1 Introduction

Welcome to an EDA of the McDonald’s India Menu - Nutrition dataset, uploaded by Deep Contractor.

You don’t have to be a health expert to know fast food isn’t good for you. But, how bad is it truly? Can we find patterns in the design of their menu? Let’s explore.

2 Initial Setup

Read through the initial setup in the 4 tabs below.

2.1 Libraries

First, some I import some useful libraries and set some plotting defaults.

# Data Manipulation
library(dplyr)
library(tidyr)
library(readr)
library(skimr)
library(purrr)
library(stringr)
library(urltools)
library(magrittr)

# Plots
library(ggplot2)
library(naniar)
library(packcircles)
library(ggridges)
library(ggbeeswarm)
library(patchwork)

# PCA
if(!require(FactoMineR))
  remotes::install_cran("FactoMineR")
if(!require(factoextra))
  remotes::install_cran("factoextra")
library(FactoMineR)
library(factoextra)

# Tables
library(reactable)

# Settings
theme_set(theme_minimal(
  base_size = 13,
  base_family = "Menlo"))
theme_update(
  plot.title.position = "plot"
)

2.2 Read In

Let’s start be reading in the data. There is only one CSV file, with the menu items and some measurements on each item. {janitor::clean_names} helps us get clean column names quickly.
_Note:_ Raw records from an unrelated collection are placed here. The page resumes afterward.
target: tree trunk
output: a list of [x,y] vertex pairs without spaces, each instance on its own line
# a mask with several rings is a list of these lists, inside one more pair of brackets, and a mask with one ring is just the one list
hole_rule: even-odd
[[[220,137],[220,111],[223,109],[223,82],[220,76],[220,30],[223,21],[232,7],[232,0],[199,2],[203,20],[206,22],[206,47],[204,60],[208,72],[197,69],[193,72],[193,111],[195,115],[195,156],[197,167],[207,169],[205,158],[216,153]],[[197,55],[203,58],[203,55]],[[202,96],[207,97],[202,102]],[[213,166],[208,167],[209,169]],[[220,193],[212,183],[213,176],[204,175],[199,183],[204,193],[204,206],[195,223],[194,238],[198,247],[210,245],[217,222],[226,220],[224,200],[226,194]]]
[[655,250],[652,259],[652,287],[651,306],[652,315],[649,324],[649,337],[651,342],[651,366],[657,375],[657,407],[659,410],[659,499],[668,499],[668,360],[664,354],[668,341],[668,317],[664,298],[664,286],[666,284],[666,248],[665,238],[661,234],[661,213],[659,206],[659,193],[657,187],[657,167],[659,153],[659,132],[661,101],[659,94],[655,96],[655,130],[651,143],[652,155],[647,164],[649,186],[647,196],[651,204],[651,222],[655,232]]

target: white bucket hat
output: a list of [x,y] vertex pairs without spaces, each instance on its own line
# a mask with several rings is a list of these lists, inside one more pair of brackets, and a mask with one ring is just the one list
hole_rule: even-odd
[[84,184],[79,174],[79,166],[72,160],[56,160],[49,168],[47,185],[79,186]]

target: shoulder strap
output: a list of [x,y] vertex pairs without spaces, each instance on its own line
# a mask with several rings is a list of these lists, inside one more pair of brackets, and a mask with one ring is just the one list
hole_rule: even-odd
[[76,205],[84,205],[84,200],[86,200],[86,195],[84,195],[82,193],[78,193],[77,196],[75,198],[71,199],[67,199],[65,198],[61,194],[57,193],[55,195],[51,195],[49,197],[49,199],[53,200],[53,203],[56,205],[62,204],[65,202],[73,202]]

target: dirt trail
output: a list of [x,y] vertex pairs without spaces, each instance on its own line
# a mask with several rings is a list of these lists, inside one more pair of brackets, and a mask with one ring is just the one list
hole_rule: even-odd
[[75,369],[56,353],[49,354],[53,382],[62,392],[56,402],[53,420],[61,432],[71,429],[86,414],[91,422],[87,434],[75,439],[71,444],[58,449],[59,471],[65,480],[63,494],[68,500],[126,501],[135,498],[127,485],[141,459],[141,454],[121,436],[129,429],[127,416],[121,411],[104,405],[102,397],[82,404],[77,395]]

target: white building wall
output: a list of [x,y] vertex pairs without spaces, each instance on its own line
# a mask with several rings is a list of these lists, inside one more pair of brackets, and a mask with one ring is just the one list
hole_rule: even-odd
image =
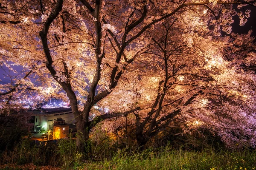
[[47,118],[46,116],[41,116],[40,119],[40,125],[41,125],[41,130],[48,130],[49,126],[47,126]]
[[61,118],[65,120],[65,122],[68,124],[72,124],[76,122],[74,118],[74,115],[71,112],[70,113],[56,113],[54,115],[49,115],[47,117],[47,128],[49,128],[50,125],[50,129],[52,129],[53,127],[54,121],[57,119],[57,118]]

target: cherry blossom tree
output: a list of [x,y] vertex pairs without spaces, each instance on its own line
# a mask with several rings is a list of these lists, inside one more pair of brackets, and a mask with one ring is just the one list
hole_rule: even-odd
[[[188,112],[187,108],[192,107],[196,97],[209,95],[204,91],[213,90],[211,83],[221,87],[221,82],[211,81],[221,79],[218,74],[228,74],[229,70],[217,65],[224,67],[218,62],[223,61],[221,53],[224,47],[236,42],[228,38],[220,37],[218,40],[211,36],[220,36],[222,31],[230,34],[235,15],[239,16],[241,25],[245,23],[250,11],[243,12],[242,8],[237,14],[232,4],[240,8],[255,3],[251,0],[2,0],[0,62],[14,72],[12,65],[22,66],[25,74],[16,76],[11,83],[1,85],[1,96],[9,99],[3,100],[8,105],[2,109],[8,110],[9,104],[15,103],[14,96],[26,94],[28,90],[45,97],[67,96],[81,135],[76,140],[81,150],[90,129],[97,123],[141,110],[145,114],[143,120],[141,113],[140,116],[135,113],[137,136],[140,145],[143,145],[148,139],[146,136],[156,135],[175,116]],[[165,37],[161,37],[163,33]],[[169,36],[174,34],[178,36]],[[230,38],[236,39],[235,36]],[[207,43],[211,45],[207,47]],[[221,50],[217,50],[220,47]],[[209,57],[204,57],[207,54]],[[180,57],[173,57],[175,55]],[[138,70],[142,68],[138,65],[143,65],[144,60],[146,69]],[[236,65],[241,63],[236,62]],[[244,69],[249,66],[242,65]],[[161,70],[160,76],[155,76],[156,72],[149,68]],[[145,74],[147,69],[152,74]],[[146,76],[151,76],[151,81],[146,80]],[[135,93],[135,97],[134,93],[128,93],[124,100],[126,103],[118,102],[117,99],[123,98],[123,93],[136,81],[144,81],[142,85],[145,92],[141,95]],[[154,88],[156,97],[145,95],[147,87],[155,83],[158,84]],[[172,94],[170,89],[176,92]],[[138,99],[140,96],[142,98]],[[166,103],[167,96],[169,102]],[[210,100],[206,96],[201,99],[203,103]],[[133,106],[127,107],[129,103]],[[174,109],[177,103],[182,107]],[[111,111],[99,112],[93,108],[96,105],[108,105]],[[157,119],[166,105],[172,106],[172,111]]]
dat <- read_csv("../input/mcdonalds-india-menu-nutrition-facts/India_Menu.csv") %>% 
  janitor::clean_names()
glimpse(dat, 100)
## Rows: 141
## Columns: 13
## $ menu_category        <chr> "Regular Menu", "Regular Menu", "Regular Menu", "Regular Menu", "Regu…
## $ menu_items           <chr> "McVeggie™ Burger", "McAloo Tikki Burger®", "McSpicy™ Paneer Burger",…
## $ per_serve_size       <chr> "168 g", "146 g", "199 g", "250 g", "177 g", "306 g", "132 g", "87 g"…
## $ energy_k_cal         <dbl> 402.05, 339.52, 652.76, 674.68, 512.17, 832.67, 356.09, 228.21, 400.8…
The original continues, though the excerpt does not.